Earlier this year, Bandai released a new model kit of the GM Sniper Ⅱ, a design from Gundam 0080, a late ’80s anime that is practically “holy ground” to me. I was quick to angrily denounce the kit and start work on a CAD model of the 0080 GMs based on the original reference art for the mecha, to prove I could do better and as the starting point for a physical model in the future.

However, I was a bit surprised when I compared this “correct”-looking CAD model I had made to Bandai’s Master Grade kit. The two were actually far more similar than I would have imagined.

When it comes to models, accuracy is very important to me. That said, the whole concept of “accuracy” is frequently considered dubious when dealing with anime subjects: after all, in hand-drawn illustrations and animation a machine may never look the same twice. That said, I feel that the various sources nevertheless establish the machine’s aesthetic, and I want to represent that faithfully in my builds.

As a result, Bandai’s approach to their Gundam model kit line tends to frustrate me. They frequently make significant changes to Gundam designs when they make kit versions. This is particularly aggravating when they’re making a kit of a design I happen to really like.

It fascinates me a bit that I saw a design interpretation I didn’t like – so I stormed off and made my own, came up with a design I liked, and it turned out to be almost the same as the one I was initially unhappy with. Sometimes Bandai’s designs are better than I give them credit for.
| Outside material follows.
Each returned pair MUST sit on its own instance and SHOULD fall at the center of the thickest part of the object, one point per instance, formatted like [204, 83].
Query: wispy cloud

However in this case I think “almost” is the operative word here.

A favorite axiom of mine is a thing I call the “1mm rule”. Basically it states that seemingly minor changes in a part (for instance, as small as 1mm) can have a big impact on how the part looks, and I think that’s what’s happening here. Bandai’s chest block for the MG is almost exactly the same size as the one I designed. However, there’s all these little differences: a narrower midriff, a bit of taper to the chest block, bulkier arms. The little differences add up, and as a result the chest block, despite being very similar in size to the one I designed, looks smaller.

For the time being I don’t know when I’ll be making my CAD design for the GM Command into a physical model. I have been working on a few CAD models from time to time, mostly with the ultimate aim of using 3D printing to produce physical models. Right now, with SCGMC looming I don’t have time to get a 3D printed project ready… But I’d like to reach a point where I’m much less dependent on Bandai’s kits. They’re a good time but in some ways they’re not quite for me. Hopefully 3D printing could be a bit less demanding than scratch building. But it’s a bit harder to justify when dealing with a lot of boxy shapes like on the GM Command. For now it’s a nice diversion, a good way to get some kind of model-making done even on days when I’m too busy to make it to the workroom.